In the lab, students decomposed a sample of calcium carbonate by heating it over a Bunsen burner and collected carbon dioxide according to the following equation:

Question

CaCO3(s) --- > CaO(s) + CO2(g)

(a) How many mL of carbon dioxide gas were generated by the decomposition of 5.83 g of calcium carbonate at STP

(b) How many moles of calcium carbonate would be required to generate 67.6 L of carbon dioxide at STP?

DrBob222 · Answer

a. mols CaCO3 = grams/molar mass == 5.83/100 = 0.583.
According to the equation, 1 mol of CO2 is generated for every 1 mol CaCO3; therefore, we can expect 0.583 mols CO2 @ STP.
Then you know 1 mol of a gas occupies 22.4 L @ STP so 0.583 mols will occupy 0.583 mols x 22.4 L/mol = ? L. Convert that to mL.

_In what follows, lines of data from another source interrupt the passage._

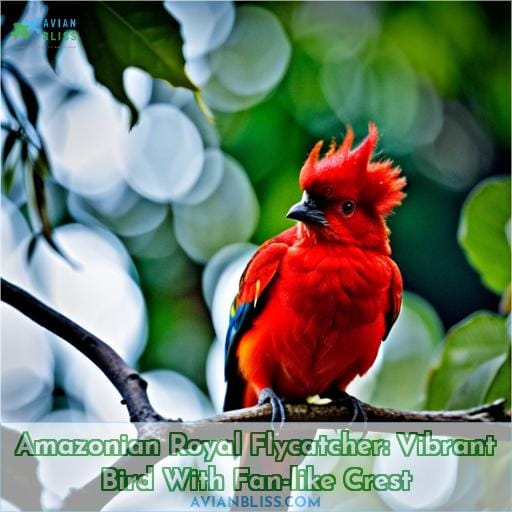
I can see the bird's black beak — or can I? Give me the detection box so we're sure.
[286,192,327,226]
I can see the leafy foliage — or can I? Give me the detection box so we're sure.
[427,312,510,409]
[458,178,510,293]
[2,1,27,41]
[48,1,197,126]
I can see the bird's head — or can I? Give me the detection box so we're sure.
[287,123,406,250]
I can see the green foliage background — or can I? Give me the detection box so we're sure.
[4,2,510,408]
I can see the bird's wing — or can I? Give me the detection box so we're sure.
[224,228,295,410]
[382,259,403,340]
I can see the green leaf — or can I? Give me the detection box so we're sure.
[356,292,444,409]
[2,60,39,129]
[2,166,16,195]
[427,312,510,409]
[48,1,197,126]
[458,178,510,293]
[2,129,20,167]
[483,349,511,409]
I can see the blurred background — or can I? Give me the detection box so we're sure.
[2,2,510,428]
[1,2,510,508]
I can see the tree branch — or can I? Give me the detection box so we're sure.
[1,279,510,424]
[1,279,510,510]
[1,278,165,423]
[198,399,510,424]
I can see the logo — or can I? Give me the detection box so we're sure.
[11,18,78,46]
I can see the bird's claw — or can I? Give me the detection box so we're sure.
[258,388,286,429]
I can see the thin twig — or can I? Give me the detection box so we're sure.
[1,279,165,423]
[1,279,510,428]
[1,279,510,510]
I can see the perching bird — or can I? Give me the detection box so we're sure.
[224,123,406,421]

b. This is backwards of part a. Post your work if you get stuck.
In the future you should show SOME work and/or tell us specifically what you don't understand about the process. This is not a homework dump site where you go to a movie with a date while we do your homework for you.

anny;oa · Answer

this is exactly a homework dump its only used to cheat while other students use it for "checking their answers" while they just actually use it to cheat since they dont wanna put the time and effort in and believe they think school is useless and believe to just merry a rich person. yes this generation not. good.